Society of Architectural Historians Annual Conference
Logical Flow: Critical Path Construction Scheduling in the 1960s
Conference Presentation, April 2019


Scheduling construction projects requires managerial expertise that contractors often lack and architects routinely spurn. This important pre-construction practice saw dramatic change in the 1960s with the emergence of the Critical Path Method (CPM). Still in use today, CPM was originally developed by the DuPont Corporation to schedule and estimate costs for complex research and development projects. It helps schedulers determine which tasks are most critical, thus making it easier to assess and respond to delays as they arise. Its primary innovation was a graphical system of task mapping called an arrow diagram. More than a mere schedule, these diagrams show the “logical flow” of a project. The eponymous critical path, traced from one key task to the next, reveals the total time expected to complete the project. By the mid-1960s general contractors, architects, and particularly construction managers had adopted CPM as an effective means to coordinate and schedule projects.

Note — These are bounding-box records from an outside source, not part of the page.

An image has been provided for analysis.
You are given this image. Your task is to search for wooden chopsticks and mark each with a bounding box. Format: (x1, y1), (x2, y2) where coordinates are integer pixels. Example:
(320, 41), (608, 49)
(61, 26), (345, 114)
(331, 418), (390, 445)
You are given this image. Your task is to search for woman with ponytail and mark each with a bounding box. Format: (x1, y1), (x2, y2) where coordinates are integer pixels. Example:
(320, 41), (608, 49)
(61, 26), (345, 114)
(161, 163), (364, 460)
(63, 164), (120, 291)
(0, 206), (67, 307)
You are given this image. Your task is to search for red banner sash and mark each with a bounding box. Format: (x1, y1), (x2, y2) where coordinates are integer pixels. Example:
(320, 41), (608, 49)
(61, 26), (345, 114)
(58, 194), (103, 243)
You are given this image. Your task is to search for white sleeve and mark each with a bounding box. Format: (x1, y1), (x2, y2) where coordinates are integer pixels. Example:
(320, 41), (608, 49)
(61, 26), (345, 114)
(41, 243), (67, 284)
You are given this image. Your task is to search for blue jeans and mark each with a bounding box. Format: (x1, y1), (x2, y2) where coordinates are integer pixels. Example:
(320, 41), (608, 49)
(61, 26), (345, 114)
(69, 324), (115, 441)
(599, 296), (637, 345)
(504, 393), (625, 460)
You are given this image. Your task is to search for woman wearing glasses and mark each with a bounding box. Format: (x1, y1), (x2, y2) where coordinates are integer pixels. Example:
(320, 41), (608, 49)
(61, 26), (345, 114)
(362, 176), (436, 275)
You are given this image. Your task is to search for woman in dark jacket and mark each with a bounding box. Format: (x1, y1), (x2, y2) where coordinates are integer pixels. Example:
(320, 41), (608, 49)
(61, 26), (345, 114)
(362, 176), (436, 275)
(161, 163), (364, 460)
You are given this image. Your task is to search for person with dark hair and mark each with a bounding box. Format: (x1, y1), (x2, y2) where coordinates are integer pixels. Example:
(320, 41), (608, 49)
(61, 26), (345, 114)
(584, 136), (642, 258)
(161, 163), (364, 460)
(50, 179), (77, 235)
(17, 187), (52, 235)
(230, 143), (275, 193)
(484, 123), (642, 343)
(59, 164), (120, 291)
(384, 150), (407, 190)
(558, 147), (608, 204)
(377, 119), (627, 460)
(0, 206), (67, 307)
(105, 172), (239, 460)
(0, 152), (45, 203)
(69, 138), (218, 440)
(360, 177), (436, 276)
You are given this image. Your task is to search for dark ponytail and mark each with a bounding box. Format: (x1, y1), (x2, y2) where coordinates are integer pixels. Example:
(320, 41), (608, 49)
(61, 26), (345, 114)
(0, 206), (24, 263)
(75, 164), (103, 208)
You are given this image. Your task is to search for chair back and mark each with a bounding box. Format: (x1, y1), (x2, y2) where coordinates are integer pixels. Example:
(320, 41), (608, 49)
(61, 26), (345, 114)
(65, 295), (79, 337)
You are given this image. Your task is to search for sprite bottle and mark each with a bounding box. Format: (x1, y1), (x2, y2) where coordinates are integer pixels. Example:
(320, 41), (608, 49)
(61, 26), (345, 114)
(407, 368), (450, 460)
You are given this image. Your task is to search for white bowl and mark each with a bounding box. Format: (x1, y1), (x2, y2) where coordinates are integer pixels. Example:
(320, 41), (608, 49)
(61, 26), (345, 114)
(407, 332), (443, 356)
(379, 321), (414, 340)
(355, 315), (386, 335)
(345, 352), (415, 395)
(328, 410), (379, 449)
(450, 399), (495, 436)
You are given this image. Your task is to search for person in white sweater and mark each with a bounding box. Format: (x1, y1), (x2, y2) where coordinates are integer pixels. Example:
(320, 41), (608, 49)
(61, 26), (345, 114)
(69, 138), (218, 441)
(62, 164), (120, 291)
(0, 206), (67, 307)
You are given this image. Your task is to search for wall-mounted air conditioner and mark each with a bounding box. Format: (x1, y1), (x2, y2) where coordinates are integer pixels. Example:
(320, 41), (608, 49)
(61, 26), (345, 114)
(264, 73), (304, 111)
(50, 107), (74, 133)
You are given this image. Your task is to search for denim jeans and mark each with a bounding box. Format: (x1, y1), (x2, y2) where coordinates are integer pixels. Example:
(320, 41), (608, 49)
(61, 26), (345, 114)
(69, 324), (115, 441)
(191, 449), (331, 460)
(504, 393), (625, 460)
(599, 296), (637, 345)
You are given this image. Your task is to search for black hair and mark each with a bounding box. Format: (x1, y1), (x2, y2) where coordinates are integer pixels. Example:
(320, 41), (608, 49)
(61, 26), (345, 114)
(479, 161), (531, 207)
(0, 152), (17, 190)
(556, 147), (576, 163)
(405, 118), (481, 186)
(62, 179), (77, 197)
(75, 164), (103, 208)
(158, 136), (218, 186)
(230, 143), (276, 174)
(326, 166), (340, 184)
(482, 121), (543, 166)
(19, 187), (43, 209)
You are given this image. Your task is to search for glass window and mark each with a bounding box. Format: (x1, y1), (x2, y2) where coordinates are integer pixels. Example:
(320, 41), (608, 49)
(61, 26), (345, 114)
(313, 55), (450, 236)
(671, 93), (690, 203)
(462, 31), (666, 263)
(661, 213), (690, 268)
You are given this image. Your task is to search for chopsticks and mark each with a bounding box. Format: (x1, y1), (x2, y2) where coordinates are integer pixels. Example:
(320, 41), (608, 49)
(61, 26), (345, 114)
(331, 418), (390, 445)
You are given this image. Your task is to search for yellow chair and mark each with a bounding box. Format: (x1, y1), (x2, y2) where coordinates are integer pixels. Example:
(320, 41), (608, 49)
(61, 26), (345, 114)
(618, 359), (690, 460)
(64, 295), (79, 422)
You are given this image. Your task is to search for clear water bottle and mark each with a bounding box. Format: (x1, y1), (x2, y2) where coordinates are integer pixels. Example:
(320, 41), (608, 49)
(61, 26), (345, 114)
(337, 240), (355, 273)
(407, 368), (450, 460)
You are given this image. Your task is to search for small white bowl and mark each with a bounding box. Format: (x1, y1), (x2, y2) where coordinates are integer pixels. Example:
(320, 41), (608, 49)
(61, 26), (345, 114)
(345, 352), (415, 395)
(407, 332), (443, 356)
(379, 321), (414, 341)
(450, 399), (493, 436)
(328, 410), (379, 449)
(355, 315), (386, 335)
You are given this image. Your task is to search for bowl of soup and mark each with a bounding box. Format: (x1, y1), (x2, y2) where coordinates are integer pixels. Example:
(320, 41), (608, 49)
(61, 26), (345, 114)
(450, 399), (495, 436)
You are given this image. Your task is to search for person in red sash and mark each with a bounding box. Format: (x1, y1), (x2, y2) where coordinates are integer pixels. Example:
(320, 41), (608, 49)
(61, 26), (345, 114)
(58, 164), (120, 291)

The method’s computerization in the late 1960s quickly put architects on the outside looking in as numerical outputs replaced graphical. Absent arrow diagrams and with its capacity to visualize “logical flow” gone, interest in CPM waned among all but the most specialized project managers. CPM’s story raises important questions for an architectural history of pre-construction. To what extent do architects’ graphical sensibilities predispose them to view management tasks as unworthy of their attention? Is it logical or ludicrous that critical procedures like construction scheduling find themselves exiled from architectural practice?

Brochure advertising the services of McKee Berger Mansueto, Inc., a specialist in construction management using the Critical Path Method, ca. 1967.